Is’Haq next argues the District Court incorrectly held the 1994 offer required him to plead guilty to 18 U.S.C. § 2113(d) (endangering other persons with a dangerous weapon during a bank robbery). We review for clear error. United States v. Boone, 279 F.3d 163, 177 n. 9 (3d Cir.2002). The District Court determined the plea offer was for “three bank robberies and one weapons charge.” As noted, the government offered to cap Is’Haq’s sentence at twenty-five years. Is’Haq suggests the “logical plain-sense understanding” of the plea is that “three bank robberies” referred to charges under 18 U.S.C. § 2113(a), the statutory maximum of which would be twenty years. Therefore, when added to the five-year consecutive sentence for a 18 U.S.C. § 924(c) charge, the plea offer would total twenty-five years. But in its September 2001 opinion, the District Court found the plea agreement encompassed all six robbery counts, which ultimately enhanced Is’Haq’s total offense level under U.S.S.G. § 4B1.1. 3

Is’Haq did not demonstrate the government had offered (or would offer) to dismiss the § 2113(d) counts. When asked about his understanding of the agreement, Is’Haq testified he only thought if he “pled guilty [the government] would drop the two gun charges.” Moreover, the Assistant United States Attorney testified the government’s plea offer would have required Is’Haq to plead guilty to § 2113(d). The government and defense counsel apparently referred to counts under *593 §§ 2113(a) and (d) as “the three bank robberies.” The District Court found the reference to a twenty-year maximum sentence was “not probative of whether the plea agreement would encompass a guilty plea to the § 2113(d) charges.” That conclusion is supported by the record. We see no error.

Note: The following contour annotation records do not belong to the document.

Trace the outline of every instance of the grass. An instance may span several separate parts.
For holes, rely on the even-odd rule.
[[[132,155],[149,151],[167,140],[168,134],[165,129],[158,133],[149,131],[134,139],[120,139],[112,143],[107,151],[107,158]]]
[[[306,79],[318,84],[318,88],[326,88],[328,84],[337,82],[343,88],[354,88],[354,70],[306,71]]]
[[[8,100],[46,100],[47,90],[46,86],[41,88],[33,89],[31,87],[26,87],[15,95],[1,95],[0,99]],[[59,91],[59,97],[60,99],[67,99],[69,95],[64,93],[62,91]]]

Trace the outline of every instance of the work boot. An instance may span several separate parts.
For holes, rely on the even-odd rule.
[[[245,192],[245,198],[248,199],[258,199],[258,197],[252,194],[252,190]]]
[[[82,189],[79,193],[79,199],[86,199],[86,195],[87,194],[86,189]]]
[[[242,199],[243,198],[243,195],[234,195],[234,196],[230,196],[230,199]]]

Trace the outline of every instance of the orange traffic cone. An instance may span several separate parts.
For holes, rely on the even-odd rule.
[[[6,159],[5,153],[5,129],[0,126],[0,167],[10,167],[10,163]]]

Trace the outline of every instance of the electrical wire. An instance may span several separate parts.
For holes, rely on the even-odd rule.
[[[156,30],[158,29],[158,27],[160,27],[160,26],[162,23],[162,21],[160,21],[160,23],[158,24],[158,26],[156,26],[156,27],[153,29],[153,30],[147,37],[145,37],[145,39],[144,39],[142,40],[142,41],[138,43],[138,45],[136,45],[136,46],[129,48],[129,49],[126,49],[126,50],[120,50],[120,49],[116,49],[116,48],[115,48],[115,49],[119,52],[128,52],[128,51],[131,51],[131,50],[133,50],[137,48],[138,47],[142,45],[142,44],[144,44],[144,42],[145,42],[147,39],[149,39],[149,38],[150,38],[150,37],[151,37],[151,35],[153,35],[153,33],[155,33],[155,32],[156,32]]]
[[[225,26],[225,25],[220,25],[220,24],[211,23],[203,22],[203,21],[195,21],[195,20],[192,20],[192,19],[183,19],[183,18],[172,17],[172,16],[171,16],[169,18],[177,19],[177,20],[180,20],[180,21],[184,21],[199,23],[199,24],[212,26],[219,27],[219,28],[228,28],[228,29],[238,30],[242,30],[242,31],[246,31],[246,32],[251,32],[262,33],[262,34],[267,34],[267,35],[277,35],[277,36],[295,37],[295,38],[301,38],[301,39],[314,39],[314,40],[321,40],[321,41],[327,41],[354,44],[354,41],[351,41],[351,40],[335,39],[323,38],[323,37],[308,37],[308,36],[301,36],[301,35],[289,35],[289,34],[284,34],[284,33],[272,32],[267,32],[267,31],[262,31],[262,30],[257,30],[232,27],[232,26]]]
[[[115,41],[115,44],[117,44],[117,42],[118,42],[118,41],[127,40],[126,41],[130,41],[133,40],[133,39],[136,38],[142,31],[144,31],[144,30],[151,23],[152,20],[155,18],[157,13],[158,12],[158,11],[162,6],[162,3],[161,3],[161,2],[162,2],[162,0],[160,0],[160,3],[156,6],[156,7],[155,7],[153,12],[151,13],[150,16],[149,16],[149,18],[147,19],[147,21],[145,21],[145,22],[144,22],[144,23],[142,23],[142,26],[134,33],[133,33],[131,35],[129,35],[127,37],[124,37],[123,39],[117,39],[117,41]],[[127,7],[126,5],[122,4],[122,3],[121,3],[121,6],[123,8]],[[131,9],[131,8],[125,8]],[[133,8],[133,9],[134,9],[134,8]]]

Is’Haq contends the District Court should not have granted a two-point enhancement under U.S.S.G. § 3C1.1. We review the factual determination that Is’Haq obstructed justice for clear error. United States v. Powell, 113 F.3d 464, 467 (3d Cir.1997). We exercise plenary review over the District Court’s legal interpretation of the sentencing guidelines. Id.

Is’Haq concedes he committed perjury during his trial.